Les banques peuvent donc, selon qu’il leur convient, émettre plus ou moins de billets. Mais il importe de dire qu’il y a pour l’émission des billets une limite qu’il est impossible de dépasser. Imaginons que les billets avant été émis dans un pays en grande quantité, beaucoup d’or ait été exporté. Si l’on continue à émettre des billets, un moment viendra où il n’y aura plus d’or que dans l’encaisse des banques émettrices. Et comme c’est l’or dont on se sert pour les paiements à l’étranger, on viendra aux guichets de ces banques convertir les billets en or. De la sorte, l’encaisse des banques finira par disparaître, et elles se trouveront dans l’impossibilité de tenir leurs engagements.

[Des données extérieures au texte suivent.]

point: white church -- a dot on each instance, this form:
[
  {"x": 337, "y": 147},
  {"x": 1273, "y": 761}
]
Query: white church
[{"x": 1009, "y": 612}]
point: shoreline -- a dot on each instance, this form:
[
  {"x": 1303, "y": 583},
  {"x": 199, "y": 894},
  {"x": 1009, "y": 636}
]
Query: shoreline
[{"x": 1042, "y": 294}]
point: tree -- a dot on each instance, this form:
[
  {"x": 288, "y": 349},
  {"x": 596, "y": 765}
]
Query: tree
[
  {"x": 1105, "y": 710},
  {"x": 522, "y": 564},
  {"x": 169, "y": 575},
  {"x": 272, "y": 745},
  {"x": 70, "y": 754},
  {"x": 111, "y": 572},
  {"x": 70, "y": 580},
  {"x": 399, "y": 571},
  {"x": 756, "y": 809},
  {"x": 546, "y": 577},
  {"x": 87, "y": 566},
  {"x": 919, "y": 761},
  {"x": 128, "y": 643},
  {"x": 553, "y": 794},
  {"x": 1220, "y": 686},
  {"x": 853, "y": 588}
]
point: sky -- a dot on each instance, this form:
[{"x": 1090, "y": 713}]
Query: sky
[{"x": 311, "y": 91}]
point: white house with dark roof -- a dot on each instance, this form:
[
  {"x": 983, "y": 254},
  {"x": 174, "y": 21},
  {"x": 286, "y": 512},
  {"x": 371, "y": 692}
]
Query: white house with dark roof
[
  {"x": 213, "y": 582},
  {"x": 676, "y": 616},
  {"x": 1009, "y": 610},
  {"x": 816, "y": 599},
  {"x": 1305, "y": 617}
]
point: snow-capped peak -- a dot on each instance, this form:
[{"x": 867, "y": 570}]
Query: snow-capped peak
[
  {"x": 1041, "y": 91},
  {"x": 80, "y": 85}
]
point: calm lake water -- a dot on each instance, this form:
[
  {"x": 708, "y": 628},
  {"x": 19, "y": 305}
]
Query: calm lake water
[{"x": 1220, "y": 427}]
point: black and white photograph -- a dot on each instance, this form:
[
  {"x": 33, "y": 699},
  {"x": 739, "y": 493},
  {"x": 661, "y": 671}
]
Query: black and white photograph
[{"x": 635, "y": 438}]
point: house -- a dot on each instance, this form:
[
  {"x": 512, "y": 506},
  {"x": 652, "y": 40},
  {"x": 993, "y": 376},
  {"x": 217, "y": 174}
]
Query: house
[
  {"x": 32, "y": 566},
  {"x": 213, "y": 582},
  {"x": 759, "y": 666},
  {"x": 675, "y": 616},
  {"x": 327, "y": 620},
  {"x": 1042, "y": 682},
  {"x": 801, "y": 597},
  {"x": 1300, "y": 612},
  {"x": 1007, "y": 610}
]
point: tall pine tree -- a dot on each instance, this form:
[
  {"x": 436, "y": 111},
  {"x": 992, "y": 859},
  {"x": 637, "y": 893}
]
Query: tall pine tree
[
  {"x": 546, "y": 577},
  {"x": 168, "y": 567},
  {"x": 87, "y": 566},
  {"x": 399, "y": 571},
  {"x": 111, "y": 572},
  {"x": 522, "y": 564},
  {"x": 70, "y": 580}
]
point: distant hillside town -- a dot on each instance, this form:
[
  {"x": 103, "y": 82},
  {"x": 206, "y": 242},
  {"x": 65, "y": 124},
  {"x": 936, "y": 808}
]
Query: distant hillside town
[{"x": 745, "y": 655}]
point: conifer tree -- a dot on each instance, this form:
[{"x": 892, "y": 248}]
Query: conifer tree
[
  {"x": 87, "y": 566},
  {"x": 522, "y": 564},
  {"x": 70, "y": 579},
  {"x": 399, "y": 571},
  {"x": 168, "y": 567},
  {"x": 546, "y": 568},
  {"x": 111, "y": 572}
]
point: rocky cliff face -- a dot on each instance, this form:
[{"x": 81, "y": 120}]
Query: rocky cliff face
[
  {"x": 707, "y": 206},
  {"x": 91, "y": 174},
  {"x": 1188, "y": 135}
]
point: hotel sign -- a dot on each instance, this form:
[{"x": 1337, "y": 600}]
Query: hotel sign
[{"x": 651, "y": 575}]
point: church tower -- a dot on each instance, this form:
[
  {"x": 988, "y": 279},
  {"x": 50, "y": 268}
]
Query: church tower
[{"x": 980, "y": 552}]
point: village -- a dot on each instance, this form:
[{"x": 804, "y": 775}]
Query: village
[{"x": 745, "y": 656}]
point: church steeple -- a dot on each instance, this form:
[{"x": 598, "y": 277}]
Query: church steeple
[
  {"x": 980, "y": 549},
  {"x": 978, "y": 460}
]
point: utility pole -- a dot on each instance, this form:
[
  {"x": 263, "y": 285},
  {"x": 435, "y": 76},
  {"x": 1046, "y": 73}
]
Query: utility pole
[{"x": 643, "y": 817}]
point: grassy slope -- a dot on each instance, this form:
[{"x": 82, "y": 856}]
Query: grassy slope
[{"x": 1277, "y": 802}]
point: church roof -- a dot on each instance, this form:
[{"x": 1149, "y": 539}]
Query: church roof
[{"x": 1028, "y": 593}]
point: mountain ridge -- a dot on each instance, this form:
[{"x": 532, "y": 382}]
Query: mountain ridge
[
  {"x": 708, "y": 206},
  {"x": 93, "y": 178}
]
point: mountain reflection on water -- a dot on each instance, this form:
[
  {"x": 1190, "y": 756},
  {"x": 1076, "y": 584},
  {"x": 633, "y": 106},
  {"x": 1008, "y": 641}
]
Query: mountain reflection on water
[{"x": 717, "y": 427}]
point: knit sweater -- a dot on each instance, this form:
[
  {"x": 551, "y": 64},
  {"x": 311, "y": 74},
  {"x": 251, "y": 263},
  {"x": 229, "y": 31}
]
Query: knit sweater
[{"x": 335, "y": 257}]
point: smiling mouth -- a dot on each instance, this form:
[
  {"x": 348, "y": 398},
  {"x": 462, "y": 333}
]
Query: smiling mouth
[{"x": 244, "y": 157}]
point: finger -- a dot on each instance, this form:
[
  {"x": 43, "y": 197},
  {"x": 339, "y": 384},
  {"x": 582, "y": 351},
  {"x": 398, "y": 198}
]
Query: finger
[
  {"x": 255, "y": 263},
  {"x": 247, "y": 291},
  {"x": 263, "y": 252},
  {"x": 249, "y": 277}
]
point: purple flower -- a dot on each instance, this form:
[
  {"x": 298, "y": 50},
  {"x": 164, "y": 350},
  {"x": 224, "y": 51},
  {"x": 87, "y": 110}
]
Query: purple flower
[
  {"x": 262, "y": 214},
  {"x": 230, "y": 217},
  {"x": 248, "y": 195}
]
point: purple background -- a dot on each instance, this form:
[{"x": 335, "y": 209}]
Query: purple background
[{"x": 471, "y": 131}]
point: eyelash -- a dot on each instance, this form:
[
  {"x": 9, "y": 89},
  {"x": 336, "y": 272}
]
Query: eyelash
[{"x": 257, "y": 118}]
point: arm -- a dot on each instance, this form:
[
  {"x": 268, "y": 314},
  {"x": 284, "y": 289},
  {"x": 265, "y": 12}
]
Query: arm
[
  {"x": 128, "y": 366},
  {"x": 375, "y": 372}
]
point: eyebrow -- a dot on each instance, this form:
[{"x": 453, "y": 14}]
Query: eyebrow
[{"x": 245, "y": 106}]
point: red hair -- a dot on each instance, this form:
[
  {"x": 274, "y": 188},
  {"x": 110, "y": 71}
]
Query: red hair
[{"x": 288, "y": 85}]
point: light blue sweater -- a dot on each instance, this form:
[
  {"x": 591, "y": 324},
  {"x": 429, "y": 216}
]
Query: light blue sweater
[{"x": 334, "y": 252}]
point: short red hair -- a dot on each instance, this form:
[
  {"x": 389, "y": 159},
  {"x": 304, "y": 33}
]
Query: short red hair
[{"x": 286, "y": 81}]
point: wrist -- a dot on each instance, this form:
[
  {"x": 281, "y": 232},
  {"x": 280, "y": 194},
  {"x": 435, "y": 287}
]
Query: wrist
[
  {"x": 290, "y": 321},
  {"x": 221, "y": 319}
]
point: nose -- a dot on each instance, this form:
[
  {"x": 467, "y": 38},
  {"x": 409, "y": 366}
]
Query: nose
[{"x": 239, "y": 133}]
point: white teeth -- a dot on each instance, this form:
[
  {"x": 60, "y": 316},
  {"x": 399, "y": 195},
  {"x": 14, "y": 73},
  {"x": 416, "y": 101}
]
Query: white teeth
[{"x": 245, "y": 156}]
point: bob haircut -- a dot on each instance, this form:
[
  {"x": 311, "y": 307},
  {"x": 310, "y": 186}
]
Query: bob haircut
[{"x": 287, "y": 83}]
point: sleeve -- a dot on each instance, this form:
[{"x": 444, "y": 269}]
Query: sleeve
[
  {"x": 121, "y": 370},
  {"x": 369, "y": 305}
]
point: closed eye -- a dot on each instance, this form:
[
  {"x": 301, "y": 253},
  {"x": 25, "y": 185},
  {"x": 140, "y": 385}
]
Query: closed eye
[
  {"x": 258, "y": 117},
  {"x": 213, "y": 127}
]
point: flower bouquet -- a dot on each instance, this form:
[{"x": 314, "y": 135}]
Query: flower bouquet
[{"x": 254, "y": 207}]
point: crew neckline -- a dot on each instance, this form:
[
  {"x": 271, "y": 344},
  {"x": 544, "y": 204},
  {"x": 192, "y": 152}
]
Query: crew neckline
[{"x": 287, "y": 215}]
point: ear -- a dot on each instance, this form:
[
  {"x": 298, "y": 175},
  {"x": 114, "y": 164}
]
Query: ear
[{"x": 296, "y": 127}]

256. Comment convient-il de régler l’émission des billets ? — Nous venons d’indiquer la limite extrême que l’émission des billets ne saurait dépasser. Peut-on approcher de cette limite, ou convient-il de s’arrêter long temps avant ? Les économistes, là-dessus, font preuve à l’ordinaire d’une prudence excessive. C’est qu’ils considèrent la monnaie de papier comme une monnaie anormale. C’est qu’ils redoutent cette exportation de la monnaie de métal que l’émission abondante des billets de banque ne peut pas manquer de provoquer. Mais nous avons dit déjà qu’il n’y avait pas lieu d’adopter une telle manière de voir, et que lorsqu’une nation peut employer une partie de sa monnaie métallique à faire des achats à l’étranger, c’est tout profit pour elle.

Faut-il, maintenant, chercher dans des émissions excessives de billets de banque la cause des crises qui se produisent de temps à autre dans l’économie des nations, et qui intéressent parfois l’économie mondiale[1] ? On l’a supposé jadis. Mais dans cette vue, il y a pour le moins une très forte exagération. Il est permis de voir dans l’abus du crédit, sinon la cause unique, du moins la cause principale des grandes crises économiques. Mais ce ne sont pas seulement, tant s’en faut, les émissions de billets de banque qui peuvent constituer l’abus du crédit. Celui-ci est donné sous bien d’autres formes que sous la forme de billets de banque servant à escompter du papier. En un sens même, la surabondance des billets de banque n’est que la conséquence de la surabondance du papier de commerce ; et tout ce que l’on peut dire, c’est que l’émission des billets aide à ce développement des affaires de crédit qui aboutira à la crise.

Il reste cependant que les banques d’émission ne sauraient, sans s’exposer à de graves dangers et sans en faire courir à l’économie à laquelle elles appartiennent, laisser le rapport de leur circulation à leur encaisse dépasser une certaine grandeur. Les effets de commerce qui

  1. Voir sur ce point Arnauné, La monnaie, 3e partie, chap. 3, pp. 480 sqq.